Re-enable SGD (#117434)

Summary: Re-enables the SGD optimizer now that compile times are more reasonable. [Benchmark run](https://github.com/pytorch/pytorch/actions/runs/7511073761) X-link: pytorch/pytorch#117434 Approved by: https://github.com/anijain2305, https://github.com/janeyx99 Reviewed By: PaliC Differential Revision: D52863329 Pulled By: mlazos fbshipit-source-id: 6f73550531679c780cafe5eaf4afcb02d15d1237
pytorch · Jan 18, 2024 · 6b40341 · 6b40341
1 parent 19685da
commit 6b40341
Showing 1 changed file with 6 additions and 0 deletions.

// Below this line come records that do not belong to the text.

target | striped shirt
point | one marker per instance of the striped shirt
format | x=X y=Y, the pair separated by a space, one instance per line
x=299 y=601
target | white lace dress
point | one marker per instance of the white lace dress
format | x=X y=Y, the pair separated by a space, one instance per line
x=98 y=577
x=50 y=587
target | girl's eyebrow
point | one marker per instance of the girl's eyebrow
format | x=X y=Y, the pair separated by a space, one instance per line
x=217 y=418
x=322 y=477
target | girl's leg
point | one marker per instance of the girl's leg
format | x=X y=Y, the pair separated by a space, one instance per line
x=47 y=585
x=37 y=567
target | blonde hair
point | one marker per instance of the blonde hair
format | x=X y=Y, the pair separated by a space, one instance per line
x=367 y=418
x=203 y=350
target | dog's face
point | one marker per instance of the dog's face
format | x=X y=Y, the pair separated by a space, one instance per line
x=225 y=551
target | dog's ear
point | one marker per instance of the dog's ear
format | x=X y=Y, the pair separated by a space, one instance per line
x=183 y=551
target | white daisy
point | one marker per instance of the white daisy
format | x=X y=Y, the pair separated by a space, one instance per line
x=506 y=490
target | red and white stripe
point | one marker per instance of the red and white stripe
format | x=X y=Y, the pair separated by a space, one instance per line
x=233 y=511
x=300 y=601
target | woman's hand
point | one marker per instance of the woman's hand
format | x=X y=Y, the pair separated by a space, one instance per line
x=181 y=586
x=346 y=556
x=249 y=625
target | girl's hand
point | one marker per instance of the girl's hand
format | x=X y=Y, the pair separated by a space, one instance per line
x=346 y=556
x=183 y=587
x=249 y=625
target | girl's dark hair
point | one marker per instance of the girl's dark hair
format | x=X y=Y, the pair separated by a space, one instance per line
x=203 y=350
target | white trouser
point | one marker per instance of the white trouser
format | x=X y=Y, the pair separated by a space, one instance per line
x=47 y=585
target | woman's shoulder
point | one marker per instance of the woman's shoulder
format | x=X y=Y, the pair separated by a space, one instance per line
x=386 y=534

diff --git a/userbenchmark/dynamo/dynamobench/common.py b/userbenchmark/dynamo/dynamobench/common.py
@@ -1982,6 +1982,12 @@ def init_optimizer(self, name, device, params):
         if device == "cuda" and self.args.training and name not in CI_SKIP_OPTIMIZER:
             if (name in CI_USE_SGD and self.args.ci) or name in BENCHMARK_USE_SGD:
                 self.optimizer = torch.optim.SGD(params, lr=0.01, foreach=True)
+                # Disable multi_tensor_sgd for benchmarking, there isn't a large performance benefit (~1%) to compiling
+                # this optimizer because it is a single foreach add, and increases compile time.
+                # After autotuning and fake tensor caching lands, we can enable, becuase the compile time impact will be lower.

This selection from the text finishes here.